A few weeks ago, when the lovely local girl Anista, got me thinking about relationships, by saying she wishes I would find someone, I wrote here about how that stirred up feelings of loneliness in me. Whilst I have got over that for the most part now, in that, I know there is so much more I need to focus on, and I’ve accepted being alone for now, as I feel too strongly that it would be better to be with the right person rather than just anyone, this new question now comes to mind from time to time. Why has no man made any effort with me? I made effort: I was the one who told the drummer I liked him. Even when I was at the office I had asked someone whether they liked me, as I thought they did, and I liked him, though I admit, I was relieved when he said he wasn’t interested, as I was so worried about focusing on music at the time. The oddness of this has been all the more obvious to me when I realise that since having my dog Abu, and the help Abu has given me, with getting out and about, there would’ve been ample opportunities for anyone to approach me.

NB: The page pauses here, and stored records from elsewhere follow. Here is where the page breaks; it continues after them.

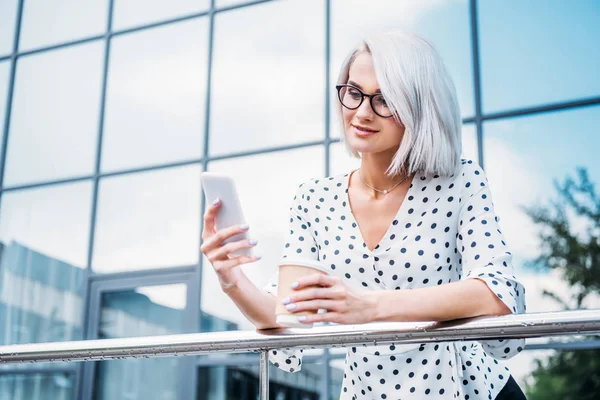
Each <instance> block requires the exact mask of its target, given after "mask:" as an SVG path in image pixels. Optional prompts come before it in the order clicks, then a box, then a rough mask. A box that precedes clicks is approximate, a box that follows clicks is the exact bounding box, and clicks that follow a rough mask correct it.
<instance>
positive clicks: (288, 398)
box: [197, 362, 339, 400]
mask: <svg viewBox="0 0 600 400" xmlns="http://www.w3.org/2000/svg"><path fill="white" fill-rule="evenodd" d="M258 375H259V366H258V362H257V363H254V364H249V365H243V364H242V365H237V366H227V367H226V366H214V367H200V368H198V390H197V393H198V396H197V399H198V400H221V399H236V400H237V399H240V400H242V399H244V400H246V399H247V400H250V399H257V398H258V392H259V379H258ZM322 380H323V364H322V363H321V362H303V363H302V369H301V370H300V371H299V372H295V373H293V374H290V373H288V372H284V371H282V370H280V369H279V368H276V367H275V366H273V365H272V364H271V363H269V398H271V399H302V400H319V399H320V393H319V390H320V388H321V385H322V383H321V382H322ZM338 395H339V393H338ZM332 398H337V396H336V397H332Z"/></svg>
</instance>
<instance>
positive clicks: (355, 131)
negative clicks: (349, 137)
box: [352, 125, 379, 137]
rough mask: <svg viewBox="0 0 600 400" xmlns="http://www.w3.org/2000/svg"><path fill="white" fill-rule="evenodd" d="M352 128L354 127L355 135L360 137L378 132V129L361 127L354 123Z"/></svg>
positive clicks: (365, 135) (372, 135) (369, 135)
mask: <svg viewBox="0 0 600 400" xmlns="http://www.w3.org/2000/svg"><path fill="white" fill-rule="evenodd" d="M352 129H354V133H355V134H356V136H360V137H367V136H373V135H374V134H376V133H377V132H379V131H375V130H373V129H368V128H363V127H359V126H356V125H352Z"/></svg>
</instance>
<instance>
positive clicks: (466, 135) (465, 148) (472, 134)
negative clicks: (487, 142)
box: [461, 124, 479, 162]
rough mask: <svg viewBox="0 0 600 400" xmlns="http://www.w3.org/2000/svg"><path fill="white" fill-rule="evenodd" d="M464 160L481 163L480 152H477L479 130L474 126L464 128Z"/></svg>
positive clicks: (463, 150)
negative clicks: (477, 133)
mask: <svg viewBox="0 0 600 400" xmlns="http://www.w3.org/2000/svg"><path fill="white" fill-rule="evenodd" d="M462 142H463V143H462V144H463V151H462V155H461V157H462V158H466V159H467V160H473V161H475V162H479V151H478V150H477V130H476V129H475V125H474V124H467V125H463V127H462Z"/></svg>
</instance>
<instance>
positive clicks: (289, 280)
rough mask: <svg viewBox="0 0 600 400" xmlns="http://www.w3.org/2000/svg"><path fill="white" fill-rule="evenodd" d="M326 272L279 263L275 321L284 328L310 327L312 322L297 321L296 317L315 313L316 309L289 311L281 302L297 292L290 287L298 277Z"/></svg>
mask: <svg viewBox="0 0 600 400" xmlns="http://www.w3.org/2000/svg"><path fill="white" fill-rule="evenodd" d="M316 273H318V274H326V273H325V272H323V271H321V270H319V269H316V268H312V267H304V266H299V265H280V266H279V284H278V289H277V306H276V307H275V321H276V322H277V324H279V325H281V326H285V327H286V328H312V326H313V324H304V323H302V322H299V321H298V317H299V316H301V315H312V314H316V313H317V311H316V310H315V311H301V312H296V313H291V312H289V311H288V310H287V308H285V305H283V304H282V303H281V302H282V301H283V299H285V298H286V297H290V296H291V295H292V294H294V293H296V292H298V291H297V290H294V289H292V288H291V285H292V283H294V282H297V281H298V279H300V278H303V277H305V276H308V275H313V274H316ZM312 287H315V286H308V287H306V288H304V289H302V290H305V289H309V288H312Z"/></svg>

People make small-talk all the time over Abu. I mean, I suppose I don’t just randomly approach men, and yes, some people, like myself, need to have an emotional bond, to feel attracted. But again, there has been ample opportunity for people to get to know my character, and yet, I guess it has not been that particularly amazing enough for anyone to care much. Never mind. I realised the other day, and wrote a post about it here, that it is far better to be alone than to be with someone who is not in love with me (who I am in love with too of course). Apparently I am not particularly easy to love, but I suppose looking back on my life, as I have whilst writing this post, I have not had an easy life, and that will’ve played a part, in my character being the way it is.

It’s not helped my confidence that I’ve put on some weight in recent months. All the stress, all the fear, has led to overconsumption in efforts to comfort myself. It is no wonder why, for a brief while, I even considered whether a local, younger than myself, who is sweet in character, could’ve had romantic potential, when clearly, we would never have made sense as a match. I wanted him to like me, so I could feel better about myself, so I could feel attractive. So I thought that, since he has a lovely character, that that might be enough. But I know he’s not the one. He does not care about me in that way, if he had, he would have shown me in some way by now. And he wouldn’t know the first thing about how to make me laugh or charm me. He’s perfect for someone else, but he’s not the one for me. We both deserve better.

The last two days I’ve not practiced the keyboard in the cafe in the mornings. I take Abu’s pills with me in the mornings too, and I think it all just seems too much to take and try to do. And sometimes it’s so busy and noisy at the cafe, and I feel guilty for taking up space with the keyboard. I don’t know. I’d been finding hope from the new idea of practicing keyboard in the cafe in the mornings. I hope I find another way of making it part of my routine. I could not practice at home, there are too many painful childhood memories of being denied piano lessons that would haunt me. I need to be out and distracted enough from those thoughts.

Anyway, I have been so low, I thought I should write a bit to help, even though this has been an especially messy stream-of-consciousness post.

I hope Abu, my mum, and I can be strong for a few more years together, and that I can find a way to keep going, with bills, during that time too. I feel so scared about so much.

Sometimes it helps to feel I have put some of the problems down in words, as though I could temporarily trap the problems in these words for a while before they make my life worse. And sharing these thoughts helps too, by helping me to believe that there are people out there who understand, who are rooting for me, who are on my team.